À partir de là, tout le monde court. Les personnages courent, la caméra court, le film court. Il poursuit, s’excite, repart, recommence. Mais plus il bouge, plus il se tasse. Les déplacements de caméra se multiplient et pourtant se ressemblent. Du plan A au plan B, ce qui regardait, ce qui était regardé, la scène primitive, tout s’effondre. L’absence de surprise prend le dessus au moment même où arrive l’amusement veule, l’effet comme carotte. Ce qui était senti se perd dans la représentation.
On accumule alors jusqu’à la fin un pot-pourri d’idées blockbustersques : morceaux de poursuite, fragments de Mad Max: Fury Road (un film sans matière), restes de film catastrophe, promesses de saga, embryons de mythologie alien. Hope devient une mascarade de vidéothèque, calibrée pour faire frétiller l’imaginaire de son spectateur, pour lui donner sa petite ration de démesure. Je n’ai pas beaucoup d’autres mots. La policière débarque comme un modèle survitaminé, la poursuite avec le monstre en 3D commence, un long mouvement se déploie sur une route qui ne semble plus appartenir à aucun lieu. Ce qui travaillait encore la matière d’un espace, d’une vue, d’un danger situé dans un endroit et dans un décor, devient abstrait. Tout devient inexistant. Même les larmes de l’alien paraissent inexistantes. Ce qui était un lieu de désastre dans lequel un clown en retard déambulait devient un couloir sans âme. Comme la route à la fin du film, comme la forêt : les lieux n’existent plus.
Et, alors qu’on ne l’attendait presque plus, Na Hong-jin achève sa débâcle en sueur par une fin sérielle, déjà tournée vers la suite. Que se passera-t-il au prochain épisode ? Voilà qu’on nous introduit une grande histoire de dynastie alien, une mythologie gonflée de créatures qui évoquent les Na’vi, un « bel hommage » de film d’action reaganien. Il annonce sa prochaine course ! Alors les gars ! Vous avez aimé cette partie de jambes en l’air ? On se dit ça pour une prochaine fois alors ?

Se tordre une cheville :

Hope souffre de grands maux, mais fonctionne aussi comme l’inverse de la fièvre du cinéma de Na Hong-jin. Quand, dans The Chaser, il reprenait le principe du tueur déjà connu chez Kurosawa (High and Low) : il le rénovait. Si The Chaser conservait une certaine tenue, sans que j’en tombe de ma chaise, il n’en demeurait pas moins que The Strangers était un objet de mythologie fascinante. Le même flic benêt était confronté à une menace cosmique invisible.
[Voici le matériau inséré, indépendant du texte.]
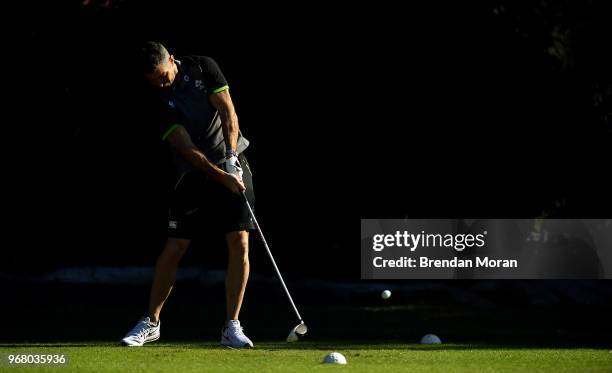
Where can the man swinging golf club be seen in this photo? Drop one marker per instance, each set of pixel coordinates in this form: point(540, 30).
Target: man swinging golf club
point(199, 123)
Si c’est le début de The Strangers qui laissait à désirer, c’est bien dans son final que Na Hong-jin faisait part de toute sa fièvre. L’air de promettre alors que Hope nous donnait l’espoir de la retrouver avec la même tenue constante que The Chaser . Il n’en est rien. Une fièvre, après tout, fait mal au crâne, donne des poussées de chaleur.
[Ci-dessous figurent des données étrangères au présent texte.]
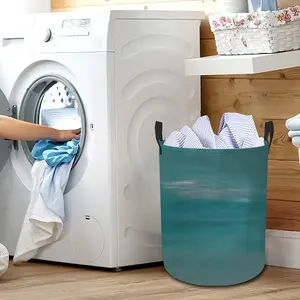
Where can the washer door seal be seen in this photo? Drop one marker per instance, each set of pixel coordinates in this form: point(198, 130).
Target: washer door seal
point(5, 145)
point(32, 103)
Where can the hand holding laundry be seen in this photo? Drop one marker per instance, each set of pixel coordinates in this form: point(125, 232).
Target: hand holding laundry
point(13, 129)
point(235, 131)
point(293, 125)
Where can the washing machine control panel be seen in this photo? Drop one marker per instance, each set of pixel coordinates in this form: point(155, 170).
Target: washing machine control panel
point(71, 32)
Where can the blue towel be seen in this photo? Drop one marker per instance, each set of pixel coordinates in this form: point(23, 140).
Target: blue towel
point(55, 153)
point(59, 158)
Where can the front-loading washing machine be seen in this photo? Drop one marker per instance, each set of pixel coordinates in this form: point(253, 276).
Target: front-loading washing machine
point(115, 73)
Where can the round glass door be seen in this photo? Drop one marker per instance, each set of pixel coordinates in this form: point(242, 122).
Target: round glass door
point(53, 101)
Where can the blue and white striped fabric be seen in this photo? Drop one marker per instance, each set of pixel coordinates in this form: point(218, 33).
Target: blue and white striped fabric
point(235, 131)
point(293, 125)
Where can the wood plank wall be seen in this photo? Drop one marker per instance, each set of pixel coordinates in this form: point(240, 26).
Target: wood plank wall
point(270, 96)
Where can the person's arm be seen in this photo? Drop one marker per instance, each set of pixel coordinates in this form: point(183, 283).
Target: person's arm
point(13, 129)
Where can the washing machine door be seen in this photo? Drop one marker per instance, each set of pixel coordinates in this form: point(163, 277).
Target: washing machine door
point(5, 145)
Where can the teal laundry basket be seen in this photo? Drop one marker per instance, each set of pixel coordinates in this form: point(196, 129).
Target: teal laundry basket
point(213, 211)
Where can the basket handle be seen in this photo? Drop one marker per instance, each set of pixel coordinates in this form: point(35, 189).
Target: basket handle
point(158, 134)
point(269, 132)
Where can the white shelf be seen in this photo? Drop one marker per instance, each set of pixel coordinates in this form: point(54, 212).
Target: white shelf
point(242, 64)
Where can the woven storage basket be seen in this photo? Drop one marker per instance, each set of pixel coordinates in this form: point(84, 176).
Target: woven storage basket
point(257, 33)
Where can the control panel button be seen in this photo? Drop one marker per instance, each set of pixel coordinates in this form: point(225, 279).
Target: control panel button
point(45, 35)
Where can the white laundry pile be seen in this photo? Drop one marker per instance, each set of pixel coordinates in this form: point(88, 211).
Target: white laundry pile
point(293, 125)
point(43, 223)
point(4, 259)
point(41, 226)
point(235, 131)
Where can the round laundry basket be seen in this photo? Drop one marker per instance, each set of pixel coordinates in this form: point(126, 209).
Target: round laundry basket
point(213, 210)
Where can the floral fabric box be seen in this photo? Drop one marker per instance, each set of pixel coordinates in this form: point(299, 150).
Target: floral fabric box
point(257, 33)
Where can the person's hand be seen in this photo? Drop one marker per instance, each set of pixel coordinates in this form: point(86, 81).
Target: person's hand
point(68, 135)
Mais voyez-vous, son origine sud-coréenne a beaucoup joué dans l’indulgence qu’on lui a accordée. Si le même film avait été signé Xavier Gens ou Roland Emmerich, on l’aurait dézingué sur place ; avec Na Hong-jin, on applaudit la même dépense, l’étiquette plus noble. Hope veut faire du neuf, du neuf, encore du neuf, jusqu’au ranci, et c’est précisément pour cela qu’il paraît déjà vieux.
Il est « généreux », dit-on ; il offre du sexe avec sa caméra. Sans nul doute : il sera applaudi par la critique, par le public, par tous les clients de ce grand bordel qu’est le cinéma. — FM.